It is not hard to be inspired by the central act of the “Miracle on the Hudson”, a 9/11-style event with a happy ending. Eastwood had to defend including images of planes crashing into buildings in the film version especially as the release date was close to the 15th anniversary of 9/11. “It’s just a bad dream sequence, and what could have happened if he didn’t make the right decision,” explained Eastwood. “The spirit it gave back the city, there was no tragic loss of life.”

That there was no loss of life was primarily due to the skill of pilot Sullenberger landing on the river but was also due to the work of the emergency responders on the day. Police and firefighters suffered huge casualties in 9/11 and Eastwood takes the time to show their professionalism and calm in the Hudson crash. “No one dies here,” one responder tells a passenger, but that was not something they could say or control eight years earlier.

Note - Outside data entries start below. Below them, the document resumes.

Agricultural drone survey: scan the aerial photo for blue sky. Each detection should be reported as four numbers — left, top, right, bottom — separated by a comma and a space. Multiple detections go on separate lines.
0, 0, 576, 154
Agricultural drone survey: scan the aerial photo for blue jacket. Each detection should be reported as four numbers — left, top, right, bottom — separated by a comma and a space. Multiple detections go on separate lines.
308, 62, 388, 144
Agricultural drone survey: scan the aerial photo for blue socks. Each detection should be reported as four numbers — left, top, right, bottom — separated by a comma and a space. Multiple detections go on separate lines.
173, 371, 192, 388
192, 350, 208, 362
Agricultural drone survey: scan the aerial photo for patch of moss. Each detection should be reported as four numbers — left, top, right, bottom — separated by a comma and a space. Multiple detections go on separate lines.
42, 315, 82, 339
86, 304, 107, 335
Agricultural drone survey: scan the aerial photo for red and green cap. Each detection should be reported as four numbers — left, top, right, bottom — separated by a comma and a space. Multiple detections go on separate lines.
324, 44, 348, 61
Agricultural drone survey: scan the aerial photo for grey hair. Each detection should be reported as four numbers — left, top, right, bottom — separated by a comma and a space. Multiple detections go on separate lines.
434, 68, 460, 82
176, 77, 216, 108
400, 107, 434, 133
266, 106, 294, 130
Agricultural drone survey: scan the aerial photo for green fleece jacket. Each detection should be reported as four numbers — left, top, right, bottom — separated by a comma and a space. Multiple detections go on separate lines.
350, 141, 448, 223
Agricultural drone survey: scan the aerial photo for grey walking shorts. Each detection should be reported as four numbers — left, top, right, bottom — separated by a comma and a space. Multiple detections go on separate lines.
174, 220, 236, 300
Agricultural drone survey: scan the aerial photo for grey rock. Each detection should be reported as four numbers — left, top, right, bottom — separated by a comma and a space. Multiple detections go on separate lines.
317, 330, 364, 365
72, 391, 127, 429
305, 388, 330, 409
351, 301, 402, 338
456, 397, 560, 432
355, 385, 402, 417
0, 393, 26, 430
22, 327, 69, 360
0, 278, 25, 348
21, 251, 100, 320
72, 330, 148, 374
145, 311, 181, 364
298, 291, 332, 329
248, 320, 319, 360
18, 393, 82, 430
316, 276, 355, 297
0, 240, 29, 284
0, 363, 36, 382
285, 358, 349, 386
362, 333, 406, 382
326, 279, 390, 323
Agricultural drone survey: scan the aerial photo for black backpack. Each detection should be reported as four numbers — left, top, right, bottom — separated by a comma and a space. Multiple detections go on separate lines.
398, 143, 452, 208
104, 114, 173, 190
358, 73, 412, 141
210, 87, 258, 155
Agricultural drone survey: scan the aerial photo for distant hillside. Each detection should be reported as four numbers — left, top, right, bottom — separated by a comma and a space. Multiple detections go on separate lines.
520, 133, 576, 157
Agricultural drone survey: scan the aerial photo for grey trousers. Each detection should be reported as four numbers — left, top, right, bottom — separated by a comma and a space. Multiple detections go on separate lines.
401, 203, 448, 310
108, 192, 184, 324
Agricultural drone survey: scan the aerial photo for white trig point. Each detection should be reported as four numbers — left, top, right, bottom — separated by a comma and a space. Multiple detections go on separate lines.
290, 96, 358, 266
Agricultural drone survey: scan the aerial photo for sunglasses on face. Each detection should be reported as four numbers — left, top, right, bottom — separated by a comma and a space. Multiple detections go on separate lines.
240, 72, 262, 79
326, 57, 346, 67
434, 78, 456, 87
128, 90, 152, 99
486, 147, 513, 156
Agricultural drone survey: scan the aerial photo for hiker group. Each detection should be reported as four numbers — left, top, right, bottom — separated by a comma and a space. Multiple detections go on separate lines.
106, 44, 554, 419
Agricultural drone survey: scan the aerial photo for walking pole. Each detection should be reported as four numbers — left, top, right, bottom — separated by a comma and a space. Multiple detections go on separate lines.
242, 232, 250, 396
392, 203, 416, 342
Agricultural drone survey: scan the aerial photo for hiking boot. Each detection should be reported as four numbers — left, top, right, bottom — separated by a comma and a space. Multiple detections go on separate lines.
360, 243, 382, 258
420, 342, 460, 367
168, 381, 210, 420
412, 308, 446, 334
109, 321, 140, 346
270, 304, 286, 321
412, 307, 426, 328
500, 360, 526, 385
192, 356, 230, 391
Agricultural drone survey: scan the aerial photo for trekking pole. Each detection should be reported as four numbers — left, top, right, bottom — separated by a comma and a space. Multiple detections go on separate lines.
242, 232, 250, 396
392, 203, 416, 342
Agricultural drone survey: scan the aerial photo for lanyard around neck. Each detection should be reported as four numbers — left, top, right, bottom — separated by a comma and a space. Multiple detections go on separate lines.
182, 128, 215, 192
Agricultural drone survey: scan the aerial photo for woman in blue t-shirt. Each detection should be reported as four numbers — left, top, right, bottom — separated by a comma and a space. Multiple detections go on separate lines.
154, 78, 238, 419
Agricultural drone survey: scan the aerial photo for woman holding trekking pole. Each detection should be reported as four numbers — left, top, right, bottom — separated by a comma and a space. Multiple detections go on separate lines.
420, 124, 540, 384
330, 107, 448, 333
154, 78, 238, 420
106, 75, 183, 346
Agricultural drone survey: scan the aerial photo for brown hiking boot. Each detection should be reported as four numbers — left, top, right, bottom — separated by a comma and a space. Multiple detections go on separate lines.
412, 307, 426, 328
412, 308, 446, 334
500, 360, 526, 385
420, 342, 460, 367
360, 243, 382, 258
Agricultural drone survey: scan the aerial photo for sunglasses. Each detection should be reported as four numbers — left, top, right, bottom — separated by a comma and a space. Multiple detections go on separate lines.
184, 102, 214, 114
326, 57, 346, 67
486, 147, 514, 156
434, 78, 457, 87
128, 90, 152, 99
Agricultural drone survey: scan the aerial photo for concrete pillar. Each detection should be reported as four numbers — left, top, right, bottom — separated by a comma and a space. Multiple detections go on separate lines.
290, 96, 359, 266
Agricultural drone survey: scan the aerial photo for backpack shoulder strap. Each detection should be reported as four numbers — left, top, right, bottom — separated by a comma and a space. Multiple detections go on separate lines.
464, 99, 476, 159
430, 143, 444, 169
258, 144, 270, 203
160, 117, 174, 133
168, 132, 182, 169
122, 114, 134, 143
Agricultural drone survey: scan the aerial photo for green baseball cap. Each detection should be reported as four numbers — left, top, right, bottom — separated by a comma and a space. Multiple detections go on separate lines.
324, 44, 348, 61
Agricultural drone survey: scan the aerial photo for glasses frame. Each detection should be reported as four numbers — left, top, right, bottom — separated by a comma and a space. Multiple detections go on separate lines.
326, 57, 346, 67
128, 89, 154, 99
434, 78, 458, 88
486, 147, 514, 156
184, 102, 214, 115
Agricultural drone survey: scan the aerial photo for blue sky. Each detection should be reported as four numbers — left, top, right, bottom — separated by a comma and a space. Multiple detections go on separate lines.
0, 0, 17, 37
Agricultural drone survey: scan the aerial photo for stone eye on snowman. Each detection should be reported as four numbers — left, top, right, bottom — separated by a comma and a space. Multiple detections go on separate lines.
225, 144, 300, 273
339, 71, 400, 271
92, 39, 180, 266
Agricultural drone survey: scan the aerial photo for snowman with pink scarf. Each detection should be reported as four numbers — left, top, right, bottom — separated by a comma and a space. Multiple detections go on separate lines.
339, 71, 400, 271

Other workers doing their job in 2009 were not shown in such good light. For most of the movie air crash investigators were made to look like the stock “baddie” as they attempted to prove Sullenberger could have successfully flown back to either Teterboro or Newark airports despite the catastrophe. This plot element may have been why Eastwood chose the film title “Sully” over the more media-friendly (albeit cliched) Miracle on the Hudson as the NTSB tries to sully the hero’s reputation.

The Guardian led the accusations against Eastwood calling the film a “rightwing attempt to delegitimise government – and in the process undermine the safety of millions who travel by air, train, road and boat.” They said Sullenberger’s book never showed any railroading by the National Transportation Safety Board and it was the investigators – not Sullenberger – who crucially asked a simulator pilot to wait 35 seconds before attempting an airport return, showing a return to the airport was impossible. While the Guardian has a point, Eastwood was creating drama and no-one should see the film as an accurate depiction but rather a tribute to human spirit.

The film showed Sullenberger’s dedication to duty. His overriding concern post accident was for the “155 souls” aboard, twice traversing the stricken plane to look for bodies and not resting until all were accounted for and alive. It was easy to see why New Yorkers would fall in love with Sully (the man) after the incident. Tom Hanks is the ideal everyman to play Sullenberger, slightly bemused with the media attention but focused on his job. The film does a good job of showing what the terror must have been like on board in those final moments and the computer graphics of the crash landing are impressive.

Sully is not great history, but is enjoyable cinema and works on many levels as a powerful antidote to the trauma of 9/11. In reality the only ones to suffer (apart from American International Group, US Airways’ insurer) were the Canada geese that caused the accident. As well as the flock that died when sucked into the engines, over one thousand birds were later rounded up from 17 locations in New York and gassed. As group punishment it made no sense. An estimated 20,000 geese remain in the area, and five million across the US, ready to cause the next aviation mishap.